Emerging Multidisciplinary Educational Issues in the Area of Spoken Dialogue Communication

  Michael F McTear  


  Georgios Kouroupetroglou 

University of Ulster,  School of Information and Software Engineering, Shore Road, Newtownabbey BT37 0QB Northern Ireland mf.mctear@ulst.ac.uk 


University of Athens, Department of Informatics, Panepistimioupolis, Ilisia,  GR-15784 Athens, Greece koupe@di.uoa.gr 

Spoken language interaction with and through computers has become a practical possibility scientifically and commercially as a result of recent research and technological developments. There are two types of system that support this type of interaction.Systems that enable humans to interact in spoken natural language with a computer application, such as a database or an interactive tutorial, in order to retrieve information or obtain tutorial support, are known as Spoken Dialogue Systems (SDS). Systems that support oral communication between users of different natural languages or between speech-impaired and non-disabled persons are usually described under the term Mediated Interpersonal Communication (MIC). Both types of system require for their successful operation an integration of the various components of spoken language technology, including, among others, speech recognition, natural language processing, dialogue modelling, and speech synthesis.

The objective of this paper is to focus on the multidisciplinary aspects of spoken language interaction with and through computers, and, in particular, to examine the extent to which humanities is involved in current speech technology educational and research programmes in Europe.
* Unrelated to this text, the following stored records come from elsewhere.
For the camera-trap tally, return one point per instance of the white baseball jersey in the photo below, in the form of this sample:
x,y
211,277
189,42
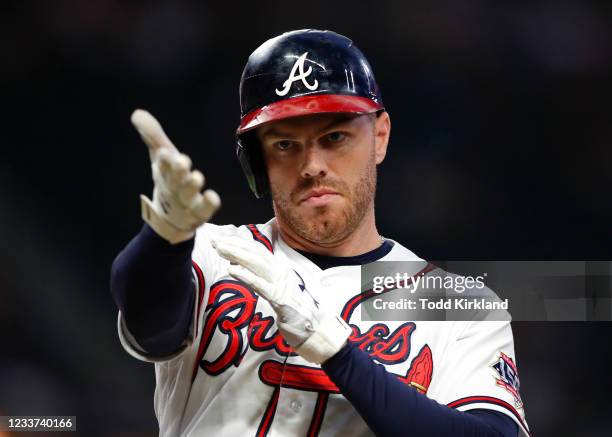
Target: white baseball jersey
x,y
235,375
One view that has emerged from recent surveys of Spoken Language Engineering (SLE) teaching and professional practice across Europe is that, although disciplines from humanities and informatics have common interests and co-operate in research and development in several overlapping sub-areas of spoken dialogue communication, this is not yet reflected in academic education [1,2]. By examining some of the methods used for the development of SDS and MIC and the nature of these systems, this paper will focus on and discuss emerging multidisciplinary academic issues involving informatics and humanities. In particular, the following issues will be considered that lie at the interface between these disciplines:

-methods for developing spoken dialogue systems;
-software to support speech technology education;
-studies of the analysis of interpersonal communication.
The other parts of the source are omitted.